While this is the easiest to implement it is as well the most unpractical to use, I mean, we will end up with a very small hash table that basically cannot keep more than just a small bunch of elements. Another collision resolution technique is extend and rehash and it is pretty much as the name says, you extend the inner container and then rehash all the elements and repeat until there are no collisions, this is one of the most used collision resolution in simple hash tables:

class ExtendHash(val growRate: Double = 1.5): Hash() {
    private fun rehash() {
        val newSize = (size * growRate).toInt()
        val items = buckets.copyOf()

        buckets = arrayOfNulls(newSize)
        for (elem in items.filterNotNull()) add(elem)
    }

    override fun add(value: Int) {
        val key = hash(value)
        if (buckets[key] != null && buckets[key] != value) {
            rehash()
            add(value)
        }
        else buckets[key] = value
    }
}

The tests are not really that complicated:

class ExtendHashTests {
    @Test
    fun `In an empty hash nothing wrong happens`() {
        val hash = CollisionHash()
        hash.add(12)
        hash.add(2)

        assertTrue { hash.exists(12) }
        assertTrue { hash.exists(2) }
    }

    @Test
    fun `If the bucket is already occupied we extend and rehash`() {
        val hash = ExtendHash()
        val initial = hash.size

        hash.add(12)
        hash.add(19)

        assertTrue { hash.exists(12) }
        assertTrue { hash.exists(19) }
        assertEquals((initial * hash.growRate).toInt(), hash.size)
    }
}

There is another conflic resolution technique (in fact it is a whole group) named probing, the idea is that if the bucket is already take you search for adjacent empty buckets and place the element there. For the search process you do the same, you see if the element is in the bucket and if not you search the adjacent elements to see if it is located there.
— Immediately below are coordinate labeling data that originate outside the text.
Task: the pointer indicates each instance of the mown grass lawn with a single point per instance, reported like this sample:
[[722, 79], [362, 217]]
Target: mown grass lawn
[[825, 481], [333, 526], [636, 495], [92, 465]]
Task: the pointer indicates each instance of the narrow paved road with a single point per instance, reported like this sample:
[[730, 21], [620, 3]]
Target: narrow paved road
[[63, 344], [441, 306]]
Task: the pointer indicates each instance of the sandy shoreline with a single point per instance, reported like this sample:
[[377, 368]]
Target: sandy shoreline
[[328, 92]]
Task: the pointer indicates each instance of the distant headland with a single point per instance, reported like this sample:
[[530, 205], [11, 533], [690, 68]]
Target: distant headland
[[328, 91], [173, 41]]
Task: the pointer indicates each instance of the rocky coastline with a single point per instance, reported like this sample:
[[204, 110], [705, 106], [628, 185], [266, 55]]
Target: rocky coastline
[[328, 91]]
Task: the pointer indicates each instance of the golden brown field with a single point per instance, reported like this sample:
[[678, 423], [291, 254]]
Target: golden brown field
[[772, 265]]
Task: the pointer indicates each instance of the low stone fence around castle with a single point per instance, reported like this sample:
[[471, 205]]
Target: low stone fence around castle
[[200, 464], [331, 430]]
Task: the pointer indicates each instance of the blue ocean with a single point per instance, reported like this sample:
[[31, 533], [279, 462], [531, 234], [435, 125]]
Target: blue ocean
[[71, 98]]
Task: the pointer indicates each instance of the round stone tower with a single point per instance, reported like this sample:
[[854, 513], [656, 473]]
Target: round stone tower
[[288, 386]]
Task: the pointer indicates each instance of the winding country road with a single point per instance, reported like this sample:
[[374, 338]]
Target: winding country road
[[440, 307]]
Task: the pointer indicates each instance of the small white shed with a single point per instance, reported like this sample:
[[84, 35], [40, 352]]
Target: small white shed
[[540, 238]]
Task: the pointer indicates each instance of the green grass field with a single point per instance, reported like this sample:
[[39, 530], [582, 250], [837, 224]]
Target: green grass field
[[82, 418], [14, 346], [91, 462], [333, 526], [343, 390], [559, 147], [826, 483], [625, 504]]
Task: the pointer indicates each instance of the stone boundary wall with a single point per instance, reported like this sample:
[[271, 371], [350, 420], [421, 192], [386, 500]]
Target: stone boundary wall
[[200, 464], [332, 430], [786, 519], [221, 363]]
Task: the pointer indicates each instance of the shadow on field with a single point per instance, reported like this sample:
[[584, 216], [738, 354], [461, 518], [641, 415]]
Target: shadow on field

There are many different algorithms for probing, for example linear probing where we check in linear fashion until we reach the end (and shows the error) or find an available slot. I won’t use much of my time writing a case around linear probing, I think you can write your own implementation with what you know now :)

A very common collision resolution algorithm is using separate chaining, in this idea we have a linked list in each bucket and we simply append to that linked list if we have already elements in that list. For searching we just search in that bucket linked list. This strategy won’t require extending the hash but it will involve a sequential search if we have too many elements in one sole bucket.

Hash tables are pretty sweet as lookup structures, your standar library already have dictionaries or maps, those are actually hash tables, and as I explained here, creating a good hash key algorithm or placing the item in its correct bucket is not trivial but it can become extremely complex. I will advice to use your existing hash structures in your library and if you have to implement your own (for some weird reason) be careful with the edge cases, pretty much the same cases as with the bucket sort algorithm.